Furthermore, Gary’s headline-writing forgetfulness and indiscriminate flouting of Rule 5, Section VIII(ix) of ratpag’s charter, as well as his self-proclaimed interim status as ratpag COO, story-idea-stealing, and accusations that we were purposely calling in sick to avoid work, have accumulated Gary enough demerits and stern verbal warnings to warrant his dismissal. You’ll be missed, Gary, for who will now show up at Shake Shack at 7 a.m. to pick up our lunch orders?
While we wait for applications to come in to fill Gary’s role (remember – we don’t pay!) we’ll look at the latest news in the world of Amtrak and how we can keep it just the way it is, forever, because apparently passenger rail is already the best it can possibly be in the United States.
To start, our friends at Railway Track & Structures have reported that the House has “approved the fiscal year 2015 Transportation, Housing and Urban Development (THUD) funding bill.” What a wonderful acronym they’ve created for this one. They approved $52 billion which we suppose is all well and good (though it is $7.8 billion lower than what the president requested) as it’s something.
Many of our favorite government agencies saw minor cuts or minuscule increases, such as the FRA’s drop of $193 million to $1.4 billion or rail and safety research jumping by $750,000 to $220.5 million. High-speed rail received no funding while Amtrak remained steady at $340 million for operations and $850 million for capital grants.
That Amtrak remained steady is something of a small victory after the efforts of one Representative Paul Broun of Georgia, who is now been emblazoned into our Shit List, as he felt it was “time to send [Amtrak] a message.” How so? Well, his first attempt was to eliminate all $340 million of Amtrak’s operational budget, which was “rejected by voice vote.” His second attempt, also rejected, would have cut Amtrak’s budget by 10 percent, or $34 million, a “paltry amount,” according to Broun.
Broun, surely a brilliant man as evidenced by his belief that “evolution and the Big Bang are ‘lies straight from the Pit of Hell,'” and, of course, that “Earth is about 9,000 years old,” somehow seems to have missed the counterproductive potential of de-funding an organization that runs at a deficit. Of course, we realize that he just doesn’t like Amtrak. So it’s a damn shame that Mr. Broun lost his bid to get on the ballot as Senator from Georgia. We can only very much hope that this, too, will keep him out of Congress and away from destroying Amtrak altogether (we’re sure he’ll be up to something).
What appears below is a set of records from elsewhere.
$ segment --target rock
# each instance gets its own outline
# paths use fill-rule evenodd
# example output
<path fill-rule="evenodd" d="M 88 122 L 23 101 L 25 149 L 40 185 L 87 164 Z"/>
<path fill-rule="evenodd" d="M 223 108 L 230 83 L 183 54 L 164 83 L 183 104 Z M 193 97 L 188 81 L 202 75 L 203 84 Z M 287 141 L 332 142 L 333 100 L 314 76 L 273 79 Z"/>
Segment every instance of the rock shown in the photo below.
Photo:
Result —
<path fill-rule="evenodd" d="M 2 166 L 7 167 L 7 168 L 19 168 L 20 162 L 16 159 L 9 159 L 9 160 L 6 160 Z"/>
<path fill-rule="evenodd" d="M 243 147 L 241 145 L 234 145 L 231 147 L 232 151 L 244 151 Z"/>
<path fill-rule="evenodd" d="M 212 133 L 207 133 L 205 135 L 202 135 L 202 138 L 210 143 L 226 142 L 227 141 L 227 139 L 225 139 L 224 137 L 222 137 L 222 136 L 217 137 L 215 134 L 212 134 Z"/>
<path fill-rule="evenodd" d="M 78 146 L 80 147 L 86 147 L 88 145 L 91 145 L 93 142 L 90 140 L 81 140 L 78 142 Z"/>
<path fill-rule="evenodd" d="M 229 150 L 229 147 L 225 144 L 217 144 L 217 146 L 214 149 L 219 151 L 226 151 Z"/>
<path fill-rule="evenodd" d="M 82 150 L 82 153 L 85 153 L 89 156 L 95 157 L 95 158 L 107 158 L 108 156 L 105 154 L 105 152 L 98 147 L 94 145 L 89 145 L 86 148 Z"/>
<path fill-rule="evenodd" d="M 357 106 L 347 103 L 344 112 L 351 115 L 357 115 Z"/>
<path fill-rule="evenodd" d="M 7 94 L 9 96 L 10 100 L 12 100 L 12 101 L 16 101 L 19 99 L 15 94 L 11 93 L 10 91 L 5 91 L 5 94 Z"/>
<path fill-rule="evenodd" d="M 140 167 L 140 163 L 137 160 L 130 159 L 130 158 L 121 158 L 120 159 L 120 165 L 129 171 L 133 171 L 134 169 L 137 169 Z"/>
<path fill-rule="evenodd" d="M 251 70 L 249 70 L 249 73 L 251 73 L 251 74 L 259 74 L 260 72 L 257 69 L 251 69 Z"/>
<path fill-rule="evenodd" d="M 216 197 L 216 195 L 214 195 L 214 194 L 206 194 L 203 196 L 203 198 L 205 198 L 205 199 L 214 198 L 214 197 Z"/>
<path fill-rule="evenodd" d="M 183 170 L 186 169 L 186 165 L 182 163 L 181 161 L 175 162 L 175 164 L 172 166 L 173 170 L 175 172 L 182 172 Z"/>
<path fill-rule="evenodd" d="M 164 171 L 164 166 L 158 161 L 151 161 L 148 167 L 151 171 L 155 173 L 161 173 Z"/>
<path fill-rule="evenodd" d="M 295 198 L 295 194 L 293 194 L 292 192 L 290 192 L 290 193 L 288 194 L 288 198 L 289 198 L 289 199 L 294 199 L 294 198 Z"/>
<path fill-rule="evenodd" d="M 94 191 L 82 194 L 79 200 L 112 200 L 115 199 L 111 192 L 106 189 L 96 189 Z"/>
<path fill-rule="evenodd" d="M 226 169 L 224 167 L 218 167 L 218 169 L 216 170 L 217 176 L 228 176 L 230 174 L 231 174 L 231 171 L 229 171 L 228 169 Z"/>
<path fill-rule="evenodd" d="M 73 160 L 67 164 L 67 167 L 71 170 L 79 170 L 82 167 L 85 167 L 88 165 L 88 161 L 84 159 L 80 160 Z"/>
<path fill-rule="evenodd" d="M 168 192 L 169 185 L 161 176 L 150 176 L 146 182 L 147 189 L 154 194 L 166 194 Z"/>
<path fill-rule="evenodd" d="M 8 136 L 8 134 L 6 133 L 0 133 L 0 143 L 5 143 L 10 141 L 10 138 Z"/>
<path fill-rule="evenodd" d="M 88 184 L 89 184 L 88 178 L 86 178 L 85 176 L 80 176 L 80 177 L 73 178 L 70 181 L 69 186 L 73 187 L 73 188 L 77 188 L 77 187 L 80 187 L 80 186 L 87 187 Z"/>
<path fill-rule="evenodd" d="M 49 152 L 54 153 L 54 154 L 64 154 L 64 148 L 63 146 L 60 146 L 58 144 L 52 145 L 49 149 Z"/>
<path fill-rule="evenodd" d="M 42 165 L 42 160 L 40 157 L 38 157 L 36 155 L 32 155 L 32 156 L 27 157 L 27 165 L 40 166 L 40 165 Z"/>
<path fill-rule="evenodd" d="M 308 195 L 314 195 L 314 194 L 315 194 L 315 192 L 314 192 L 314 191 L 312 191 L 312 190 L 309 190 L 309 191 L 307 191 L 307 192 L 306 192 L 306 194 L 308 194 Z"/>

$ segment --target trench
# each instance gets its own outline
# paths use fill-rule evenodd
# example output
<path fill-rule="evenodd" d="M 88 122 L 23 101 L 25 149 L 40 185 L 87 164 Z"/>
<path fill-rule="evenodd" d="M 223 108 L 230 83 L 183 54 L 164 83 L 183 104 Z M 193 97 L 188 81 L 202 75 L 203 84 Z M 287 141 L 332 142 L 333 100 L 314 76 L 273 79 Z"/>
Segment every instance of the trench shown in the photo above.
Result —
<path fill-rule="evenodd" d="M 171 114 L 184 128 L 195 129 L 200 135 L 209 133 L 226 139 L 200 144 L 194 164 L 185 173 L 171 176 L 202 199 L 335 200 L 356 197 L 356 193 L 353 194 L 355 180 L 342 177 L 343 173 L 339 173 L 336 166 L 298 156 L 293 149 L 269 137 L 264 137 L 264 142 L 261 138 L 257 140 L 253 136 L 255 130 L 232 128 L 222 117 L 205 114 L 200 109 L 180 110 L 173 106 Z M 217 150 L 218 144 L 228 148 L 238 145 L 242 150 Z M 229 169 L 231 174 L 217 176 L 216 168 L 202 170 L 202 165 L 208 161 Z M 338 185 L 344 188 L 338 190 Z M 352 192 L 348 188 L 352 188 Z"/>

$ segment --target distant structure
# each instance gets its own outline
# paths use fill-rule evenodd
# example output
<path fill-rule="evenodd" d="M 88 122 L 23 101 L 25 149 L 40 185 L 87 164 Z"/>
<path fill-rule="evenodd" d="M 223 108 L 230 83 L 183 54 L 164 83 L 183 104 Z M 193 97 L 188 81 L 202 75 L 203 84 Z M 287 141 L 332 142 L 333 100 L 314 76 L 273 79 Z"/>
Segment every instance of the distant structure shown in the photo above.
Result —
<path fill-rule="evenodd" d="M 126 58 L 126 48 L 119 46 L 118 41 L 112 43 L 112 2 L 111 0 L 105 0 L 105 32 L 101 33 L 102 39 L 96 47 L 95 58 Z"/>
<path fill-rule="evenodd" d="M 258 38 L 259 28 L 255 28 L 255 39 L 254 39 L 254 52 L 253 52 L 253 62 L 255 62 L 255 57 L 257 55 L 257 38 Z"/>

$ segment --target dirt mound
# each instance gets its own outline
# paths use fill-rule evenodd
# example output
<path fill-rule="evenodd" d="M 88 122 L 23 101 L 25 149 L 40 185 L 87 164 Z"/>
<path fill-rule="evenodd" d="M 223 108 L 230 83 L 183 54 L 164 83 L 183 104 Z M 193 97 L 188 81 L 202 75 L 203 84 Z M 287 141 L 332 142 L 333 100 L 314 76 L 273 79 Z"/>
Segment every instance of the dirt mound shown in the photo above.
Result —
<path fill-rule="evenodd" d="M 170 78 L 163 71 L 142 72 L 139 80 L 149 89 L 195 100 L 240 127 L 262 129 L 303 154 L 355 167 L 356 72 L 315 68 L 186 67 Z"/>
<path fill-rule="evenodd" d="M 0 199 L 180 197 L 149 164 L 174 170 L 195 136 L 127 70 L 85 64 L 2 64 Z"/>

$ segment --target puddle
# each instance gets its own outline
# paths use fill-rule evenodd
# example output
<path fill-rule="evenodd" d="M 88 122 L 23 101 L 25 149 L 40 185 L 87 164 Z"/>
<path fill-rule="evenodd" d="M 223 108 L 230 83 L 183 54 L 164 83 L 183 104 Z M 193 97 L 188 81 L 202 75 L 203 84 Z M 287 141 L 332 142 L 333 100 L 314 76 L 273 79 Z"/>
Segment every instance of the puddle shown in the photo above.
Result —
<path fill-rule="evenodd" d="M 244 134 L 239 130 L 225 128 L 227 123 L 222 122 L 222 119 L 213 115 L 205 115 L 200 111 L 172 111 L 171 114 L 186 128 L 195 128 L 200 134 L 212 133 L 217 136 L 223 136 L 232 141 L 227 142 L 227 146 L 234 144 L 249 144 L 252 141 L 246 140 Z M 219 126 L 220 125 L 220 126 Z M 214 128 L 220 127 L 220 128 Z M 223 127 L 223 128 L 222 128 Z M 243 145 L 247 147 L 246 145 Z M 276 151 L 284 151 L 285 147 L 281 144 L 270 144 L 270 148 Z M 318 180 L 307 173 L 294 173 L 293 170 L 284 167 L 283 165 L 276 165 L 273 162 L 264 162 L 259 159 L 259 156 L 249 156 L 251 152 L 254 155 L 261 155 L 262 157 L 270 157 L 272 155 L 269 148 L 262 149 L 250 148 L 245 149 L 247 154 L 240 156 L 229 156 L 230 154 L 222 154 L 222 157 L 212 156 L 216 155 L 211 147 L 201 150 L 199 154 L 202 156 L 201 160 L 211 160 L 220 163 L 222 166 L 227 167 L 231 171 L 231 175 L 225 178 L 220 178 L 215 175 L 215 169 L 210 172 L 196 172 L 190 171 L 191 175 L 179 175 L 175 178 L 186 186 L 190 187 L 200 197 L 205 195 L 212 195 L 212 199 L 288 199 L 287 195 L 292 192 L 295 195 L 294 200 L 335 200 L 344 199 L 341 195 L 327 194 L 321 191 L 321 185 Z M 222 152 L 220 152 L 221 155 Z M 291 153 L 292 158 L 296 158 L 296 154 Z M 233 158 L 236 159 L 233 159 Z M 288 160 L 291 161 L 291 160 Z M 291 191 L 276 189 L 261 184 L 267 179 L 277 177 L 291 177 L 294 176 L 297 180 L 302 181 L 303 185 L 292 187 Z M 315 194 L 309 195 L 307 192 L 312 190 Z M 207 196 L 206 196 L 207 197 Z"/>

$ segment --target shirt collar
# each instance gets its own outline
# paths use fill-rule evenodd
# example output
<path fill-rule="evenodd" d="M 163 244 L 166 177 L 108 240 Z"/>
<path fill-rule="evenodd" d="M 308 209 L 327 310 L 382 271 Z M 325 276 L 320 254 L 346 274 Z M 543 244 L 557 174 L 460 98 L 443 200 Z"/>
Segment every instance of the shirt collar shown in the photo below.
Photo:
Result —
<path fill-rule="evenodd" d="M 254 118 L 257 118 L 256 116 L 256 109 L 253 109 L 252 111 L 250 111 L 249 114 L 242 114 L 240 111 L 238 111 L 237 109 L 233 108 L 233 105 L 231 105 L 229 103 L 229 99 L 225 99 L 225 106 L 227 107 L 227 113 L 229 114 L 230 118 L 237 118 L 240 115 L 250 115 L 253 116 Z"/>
Finally, we’ll end on a nice note as the Milwaukee Journal-Sentinel discusses the need to “badger Congress for Amtrak expansion.” We couldn’t agree more. The J-S uses actual survey data to support their cause, revealing that
85% of [Wisconsin] residents say they want Amtrak funding increased or maintained at current levels.
Further, they show that
Amtrak’s favorable/unfavorable rating 66%-18% among Republicans and 67%-21% among conservatives.
We all know that the other side of the aisle is already pretty big on rail expansion and infrastructure investment and, so, these numbers show that transportation seems to be one of the few things that most everybody agrees on and, yet, we still can’t get the appropriate funding needed to make up for backlogs and expand where new infrastructure is needed.
But don’t worry – that’s what ratpag is here for. We’ve cut the dead weight that was Gary and now can now plow full-steam into the transportation funding battle — after the weekend. We don’t do weekends.